Gerald plaide pour une perspective plus large de la mise à l’échelle :
« Nous devons trouver un nouveau sens au débat ‘lucratif versus non lucratif’. Certaines innovations étant tellement uniques, toute la magie consiste à les maintenir à un échelon local. Le passage à l’échelle depuis l’espace non lucratif, ce n’est pas la même chose que le modèle de la Silicon Valley qui fait l’apologie du toujours plus et toujours plus grand. Parfois, mise à l’échelle rime avec approfondissement au sein des communautés. »
Il est clair qu’il n’existe pas d’approche de mise à l’échelle unique et que les stratégies de mise à l’échelle doivent toujours être adaptées à leurs contextes spécifiques.
5. La voie à suivre : apprendre comme des pairs, conclure des partenariats d’égal à égal
Nonobstant les différences de contextes, nombre des innovateur·rices social·es tant au Nord qu’au Sud œuvrent à des solutions novatrices à des défis similaires : la science citoyenne pour lutter contre la pollution de l’air, des programmes de codage pour aider les personnes vulnérables et les jeunes à trouver un emploi ou encore des moyens de soutenir les femmes dans leur lutte contre la violence sexuelle.

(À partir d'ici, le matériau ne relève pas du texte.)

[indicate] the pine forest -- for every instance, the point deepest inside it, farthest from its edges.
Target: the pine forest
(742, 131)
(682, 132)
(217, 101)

Raison pour laquelle Jean encourage les personnes du Nord global à s’intéresser de plus près aux solutions créatives développées par des entrepreneur·es africain·es. « Ces innovations ne pourraient-elles pas, elles aussi, s’avérer utiles dans un contexte européen, voire belge ? »
Une grande place est encore dévolue à l’apprentissage par les pairs entre innovateur·rices du monde entier.
Lena et Gerald nous donnent des exemples d’enseignements collectifs que nous pourrions tirer de cette première édition de l’évènement #EnablingTheFuture.
Lena : « Nous devons transcender le discours paternaliste Nord-Sud et favoriser de véritables partenariats d’égal à égal. »
Gerald : « Une première chose que nous pouvons faire collectivement est de reconnaître nos positions privilégiées et de surmonter les préjugés que cela peut engendrer lors de la création de partenariats et de la conception d’innovations sociales. Écoutez réellement les communautés que vous vous efforcez de servir et impliquez-les dans ce que vous faites. »
L’évènement #EnablingTheFuture vise à combler cette niche en offrant une plateforme où les innovateur·rices et les organisations d’appui à l’innovation tant du Sud que du Nord peuvent se rencontrer et échanger entre pairs.